Bellevue Avenue is one of the larger streets in the densely-populated “I-5 Shores” neighborhood, but it’s still not a very large street. Traffic could squeeze around the semi, slowly. I doubted that our 47 bus could get around it, but I decided to stick around for the show. The man, or men, with the semi were providing no traffic assistance whatsoever, so it was quite a mess with northbound traffic meeting southbound traffic head-on.
Our 47 bus arrived, heading southbound on Bellevue, and the driver wisely decided to not try to squeeze around the semi. So then the neighborhood had a truck and a bus blocking the southbound lane. We commuters at the bus stop were standing around looking at our bus, stuck a block away.
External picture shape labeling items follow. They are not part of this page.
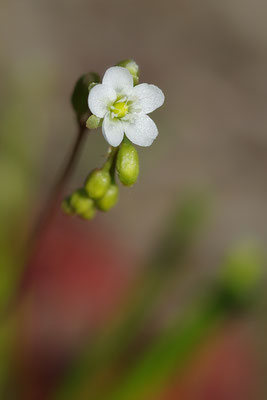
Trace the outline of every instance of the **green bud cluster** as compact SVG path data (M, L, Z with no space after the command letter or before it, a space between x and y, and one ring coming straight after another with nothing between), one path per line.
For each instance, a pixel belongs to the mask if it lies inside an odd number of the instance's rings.
M90 172L83 188L75 190L64 199L63 212L90 220L97 210L106 212L113 208L119 198L116 171L120 182L125 186L132 186L137 181L138 153L126 139L119 147L110 149L103 167Z

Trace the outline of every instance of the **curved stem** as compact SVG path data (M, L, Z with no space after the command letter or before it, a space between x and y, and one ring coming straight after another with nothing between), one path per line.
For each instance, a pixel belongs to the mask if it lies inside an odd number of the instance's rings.
M76 137L76 140L74 142L72 151L70 153L70 156L68 158L67 164L63 168L63 171L56 182L54 188L52 189L50 196L48 198L48 201L46 203L46 206L41 213L37 224L33 230L32 238L37 238L39 233L42 231L42 229L48 225L50 220L53 218L57 207L59 206L59 203L61 201L61 196L62 192L65 188L65 185L69 179L69 176L74 168L75 162L78 158L81 145L83 142L83 139L85 137L85 133L87 131L87 128L84 125L79 126L79 131Z

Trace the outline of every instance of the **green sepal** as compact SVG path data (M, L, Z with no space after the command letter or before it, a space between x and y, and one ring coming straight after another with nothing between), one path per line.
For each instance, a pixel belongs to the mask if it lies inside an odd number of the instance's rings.
M119 67L123 67L128 69L130 74L133 77L134 85L138 85L139 83L139 65L134 60L122 60L117 64Z
M123 185L131 186L137 181L139 157L136 148L128 141L124 141L119 148L116 169Z

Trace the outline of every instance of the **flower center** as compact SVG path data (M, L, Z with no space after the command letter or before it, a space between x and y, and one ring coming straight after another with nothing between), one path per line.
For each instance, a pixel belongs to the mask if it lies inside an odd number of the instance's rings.
M111 111L115 118L123 118L129 112L129 107L125 101L116 101L111 107Z

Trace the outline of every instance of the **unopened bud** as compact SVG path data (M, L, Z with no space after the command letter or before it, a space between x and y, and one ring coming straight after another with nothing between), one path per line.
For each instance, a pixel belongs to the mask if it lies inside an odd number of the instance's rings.
M81 218L90 220L90 219L94 218L95 214L96 214L96 208L95 207L91 207L88 210L84 211L83 213L79 214L79 216Z
M131 186L136 182L139 175L139 157L131 143L122 143L117 155L116 168L123 185Z
M86 121L86 127L88 129L96 129L99 127L101 123L101 119L96 117L95 115L90 115L88 120Z
M61 203L62 211L67 215L74 214L74 210L70 205L70 197L66 197Z
M133 76L134 85L138 84L138 82L139 82L139 66L138 66L138 64L136 64L136 62L134 60L123 60L123 61L120 61L117 65L120 67L123 67L123 68L127 68L128 71Z
M80 216L95 208L94 201L88 197L84 189L79 189L72 193L70 206Z
M119 188L115 184L111 184L101 199L96 201L96 206L101 211L108 211L117 204L119 198Z
M109 172L102 169L93 170L85 182L85 190L92 199L100 199L104 196L110 185Z

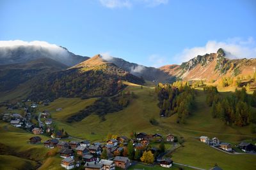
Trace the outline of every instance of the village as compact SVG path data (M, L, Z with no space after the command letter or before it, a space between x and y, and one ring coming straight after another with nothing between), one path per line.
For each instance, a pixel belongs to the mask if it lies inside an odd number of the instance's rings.
M20 106L24 110L23 116L17 113L4 113L1 118L13 127L22 128L35 134L28 139L30 144L42 144L49 149L56 148L58 155L63 158L60 162L60 166L66 169L78 167L85 170L112 170L116 167L127 169L132 164L140 162L170 168L175 164L168 154L172 150L166 150L165 145L172 145L173 146L172 149L175 150L175 146L180 144L179 136L172 134L133 132L129 138L109 134L106 141L100 142L70 140L72 138L64 129L59 129L56 126L49 111L44 110L37 113L38 104L31 103L29 106ZM12 109L10 107L8 110ZM56 111L61 110L61 108L56 108ZM32 122L33 118L37 122ZM42 141L41 135L49 136L50 139ZM221 142L217 138L210 139L207 136L201 136L199 139L211 147L228 154L241 154L242 152L255 154L256 152L256 147L252 143L242 142L232 147L230 143ZM237 152L237 149L241 152ZM220 169L221 169L218 166L215 167Z

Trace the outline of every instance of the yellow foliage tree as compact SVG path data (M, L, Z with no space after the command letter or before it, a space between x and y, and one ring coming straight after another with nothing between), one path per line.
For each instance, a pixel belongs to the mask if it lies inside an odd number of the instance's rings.
M154 162L154 155L152 153L151 151L145 151L140 160L143 162L147 163L148 164L152 164Z

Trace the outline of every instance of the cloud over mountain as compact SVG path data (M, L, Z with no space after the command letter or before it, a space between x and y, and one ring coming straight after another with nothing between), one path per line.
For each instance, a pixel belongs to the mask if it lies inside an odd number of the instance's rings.
M209 41L205 46L185 48L175 57L186 62L197 56L216 52L222 48L230 59L256 57L256 43L253 38L243 39L240 38L228 39L223 41Z
M0 41L1 64L24 63L39 58L50 58L68 66L88 59L45 41Z

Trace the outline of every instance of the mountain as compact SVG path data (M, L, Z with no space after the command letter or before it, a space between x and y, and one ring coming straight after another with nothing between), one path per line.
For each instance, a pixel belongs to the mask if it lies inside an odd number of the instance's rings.
M50 74L67 67L67 66L50 58L40 58L26 63L0 65L0 92L12 90L44 74Z
M103 58L104 57L103 57ZM108 57L107 59L108 62L113 63L124 70L130 72L135 76L141 76L148 81L156 81L157 82L170 81L173 78L170 74L157 68L146 67L129 62L120 58Z
M218 80L223 76L252 74L255 59L230 59L220 48L216 53L198 55L179 65L168 65L159 69L184 80Z
M120 80L143 84L144 80L102 59L100 55L69 69L38 78L29 97L38 101L61 97L111 96L125 85Z
M89 59L50 44L0 46L0 65L26 63L40 58L49 58L69 67Z

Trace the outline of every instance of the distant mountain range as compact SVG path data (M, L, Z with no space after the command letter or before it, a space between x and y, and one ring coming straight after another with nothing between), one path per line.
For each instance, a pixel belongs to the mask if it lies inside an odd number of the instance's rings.
M20 45L0 47L0 65L26 63L41 58L49 58L69 67L89 59L75 55L62 46Z
M138 84L143 84L145 80L215 81L223 76L252 74L254 67L255 59L228 59L221 48L216 53L198 55L180 65L155 68L120 58L106 59L100 55L82 57L61 46L55 49L33 46L1 47L0 93L27 83L33 96L38 99L40 96L51 98L111 96L122 88L118 80Z

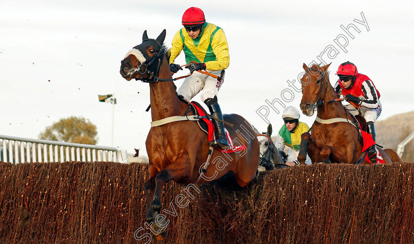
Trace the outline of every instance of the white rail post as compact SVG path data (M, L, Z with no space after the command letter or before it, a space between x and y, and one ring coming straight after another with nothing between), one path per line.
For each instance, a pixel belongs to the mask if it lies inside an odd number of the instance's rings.
M24 163L25 160L25 143L20 142L20 162Z
M47 145L43 144L43 162L47 163Z
M65 154L63 152L63 146L61 146L59 147L59 149L60 149L59 152L60 152L60 157L60 157L59 162L62 163L62 162L65 162L65 157L64 156L65 156Z
M72 155L70 156L70 161L75 161L75 148L72 147L70 148L70 152Z
M86 160L88 162L91 161L91 149L88 148L86 150Z
M76 161L80 162L82 161L80 158L80 149L76 148Z
M92 149L92 161L96 162L96 149Z

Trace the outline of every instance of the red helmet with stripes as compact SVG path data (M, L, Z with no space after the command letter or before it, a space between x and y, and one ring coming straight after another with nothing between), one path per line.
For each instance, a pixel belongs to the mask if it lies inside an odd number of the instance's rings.
M358 74L358 69L355 64L348 61L339 65L336 75L350 75L355 76Z
M184 26L195 26L206 23L204 12L198 7L191 7L182 15L182 24Z

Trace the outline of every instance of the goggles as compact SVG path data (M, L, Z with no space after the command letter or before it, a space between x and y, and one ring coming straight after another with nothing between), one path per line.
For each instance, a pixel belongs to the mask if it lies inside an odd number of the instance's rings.
M201 28L201 25L197 25L197 26L184 26L185 30L187 31L197 31L199 29Z

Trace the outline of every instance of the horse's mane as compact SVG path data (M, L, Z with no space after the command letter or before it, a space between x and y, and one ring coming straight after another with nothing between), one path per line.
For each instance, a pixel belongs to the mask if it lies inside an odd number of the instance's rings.
M169 48L165 43L163 43L163 47L161 48L161 53L165 54L167 60L170 61L170 57L171 56L171 48Z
I wondered when I should give up and start walking – no one at the bus stop was doing so – but I’m never in a hurry in the morning, so I decided to continue watching the show.
About the time our bus arrived behind the truck, one of the men (I think there was more than one) started to slowly drive the tractor off of the trailer. I thought it would have made an interesting photo, if it wasn’t so dark out.
Meanwhile, an SUV tried to back out of the driveway of an apartment building. The semi was completely blocking the driveway, however, and after trying to find a way around the truck and its trailer, the driver of the SUV gave up and drove back into the apartment building.
There were, of course, several cars parked on the curb, boxed in by the semi. These construction jerks were messing with a lot of people’s commutes.
(Yes, I understand that they had to get that tractor into the area for whatever reason, and there’s not a lot of space to park a semi in our neighborhood. But here’s what I would have suggested, had anyone asked me: Pull the semi into the bus stop. The trailer would be sticking out into traffic, for sure, but not as much at the whole truck was, and no driveways or parked cars would be blocked. It would be blocking the intersection, but cars could get in and out of Republican Street through the alley. The 47 bus could have picked us up in the street.)
About the time I’d decided to start walking, the semi drove off and the 47 pulled in and picked us up, about 5 or 10 minutes late.
It was quite entertaining, and really no big deal – still, it put me in a worse mood than it really should have.
I missed my usual Link trains at Westlake Station, of course. I was at no risk for getting to work late, however. As I waited for several buses to arrive and leave, I noticed that there was one guy who’d walked past me, and had continued almost to the back of the platform, and was standing there.
A Link light rail train arrived. It was a 3-car train. I looked over and saw that the guy at the back of the platform had been standing in exactly the right spot for one the train doors. I was impressed that this stranger not only knew that the next train to arrive would have three cars, but also knew where the doors would be.